A newly designed assay is used by the kit for the assessment of nasopharyngeal and nasal swab samples to identify Covid-19 cases
TaqPath Covid-19 RNase P 2.0 assay kit is used for detection of active SARS-CoV-2 infections. (Credit: Thermo Fisher Scientific Inc)
US-based Thermo Fisher Scientific has secured CE-IVD mark approval for next-generation TaqPath Covid-19 RNase P 2.0 assay kit.
TaqPath Covid-19 RNase P 2.0 kit is a newly designed test, which delivers precise results by compensating for current and future Covid-19 viral mutations.
It has been redesigned for the detection of active SARS-CoV-2 infections by identifying the presence of any one of eight gene targets from the virus.
By surveying across various genes, the test holds the potential to deliver accurate results even as mutations shift the genes they express, said the company.
Thermo Fisher Scientific genetic testing solutions senior medical director Manoj Gandhi said: “SARS-CoV-2 is continuing to mutate, and this assay is the latest in our efforts to make sure our tests are future proofed against those variants.
“With this product, we are offering customers the next generation of our COVID-19 diagnostic test that has inbuilt checks and balances in the face of emerging variants.”

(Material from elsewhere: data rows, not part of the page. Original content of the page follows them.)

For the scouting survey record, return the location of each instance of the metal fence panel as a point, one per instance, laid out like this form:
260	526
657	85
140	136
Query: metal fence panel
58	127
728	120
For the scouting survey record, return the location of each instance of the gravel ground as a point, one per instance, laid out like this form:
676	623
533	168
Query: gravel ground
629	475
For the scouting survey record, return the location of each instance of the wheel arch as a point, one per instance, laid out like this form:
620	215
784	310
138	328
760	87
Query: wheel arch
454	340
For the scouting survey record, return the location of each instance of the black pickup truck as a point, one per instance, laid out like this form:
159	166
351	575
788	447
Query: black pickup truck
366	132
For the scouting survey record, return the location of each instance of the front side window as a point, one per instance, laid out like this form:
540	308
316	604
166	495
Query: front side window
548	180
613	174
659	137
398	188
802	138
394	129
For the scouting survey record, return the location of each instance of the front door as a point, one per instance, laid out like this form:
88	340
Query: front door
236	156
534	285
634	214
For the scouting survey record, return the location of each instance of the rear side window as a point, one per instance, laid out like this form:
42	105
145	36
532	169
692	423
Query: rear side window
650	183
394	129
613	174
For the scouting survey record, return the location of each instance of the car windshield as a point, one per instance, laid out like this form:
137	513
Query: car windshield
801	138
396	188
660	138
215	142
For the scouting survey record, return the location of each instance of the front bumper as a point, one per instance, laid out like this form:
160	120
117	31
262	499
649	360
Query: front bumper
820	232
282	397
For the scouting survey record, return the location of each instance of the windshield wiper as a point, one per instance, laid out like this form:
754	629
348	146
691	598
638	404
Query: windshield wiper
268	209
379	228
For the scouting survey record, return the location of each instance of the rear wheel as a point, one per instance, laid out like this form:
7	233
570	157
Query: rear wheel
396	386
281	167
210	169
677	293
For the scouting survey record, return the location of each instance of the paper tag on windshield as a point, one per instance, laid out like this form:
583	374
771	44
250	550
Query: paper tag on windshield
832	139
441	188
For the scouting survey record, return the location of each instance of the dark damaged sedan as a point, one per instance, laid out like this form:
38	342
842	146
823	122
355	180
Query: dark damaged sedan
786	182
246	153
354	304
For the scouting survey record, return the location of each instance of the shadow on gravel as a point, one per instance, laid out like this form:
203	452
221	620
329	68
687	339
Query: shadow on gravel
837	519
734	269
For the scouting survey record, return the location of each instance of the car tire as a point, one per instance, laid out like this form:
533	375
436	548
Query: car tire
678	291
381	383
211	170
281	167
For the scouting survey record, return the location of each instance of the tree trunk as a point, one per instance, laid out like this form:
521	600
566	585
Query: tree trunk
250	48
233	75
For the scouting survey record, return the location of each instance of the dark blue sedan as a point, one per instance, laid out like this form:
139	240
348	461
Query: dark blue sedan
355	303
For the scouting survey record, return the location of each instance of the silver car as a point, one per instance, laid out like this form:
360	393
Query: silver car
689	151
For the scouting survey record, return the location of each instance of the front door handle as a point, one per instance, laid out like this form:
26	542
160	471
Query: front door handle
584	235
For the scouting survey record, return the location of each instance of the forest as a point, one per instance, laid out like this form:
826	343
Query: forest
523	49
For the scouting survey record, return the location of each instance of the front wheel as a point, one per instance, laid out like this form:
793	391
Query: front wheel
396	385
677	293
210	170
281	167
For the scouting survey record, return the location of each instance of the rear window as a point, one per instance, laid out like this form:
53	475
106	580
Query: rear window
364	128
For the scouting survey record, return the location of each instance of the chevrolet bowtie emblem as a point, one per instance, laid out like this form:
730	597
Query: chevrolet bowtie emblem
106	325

The newly designed assay is used by the TaqPath COVID-19 RNase P 2.0 kit for the assessment of nasopharyngeal and nasal swab samples to identify Covid-19 cases. It has a turnaround time of about three hours
Since March last year, the first-generation TaqPath Covid-19 CE-IVD RT PCR Kit has been available for testing the people.
In August this year, Thermo Fisher secured an emergency use authorisation (EUA) from the US Food and Drug Administration (FDA) for its TaqPath Covid-19 Fast PCR Combo Kit 2.0 and the TaqPath COVID-19 RNase P Combo Kit 2.0 assays.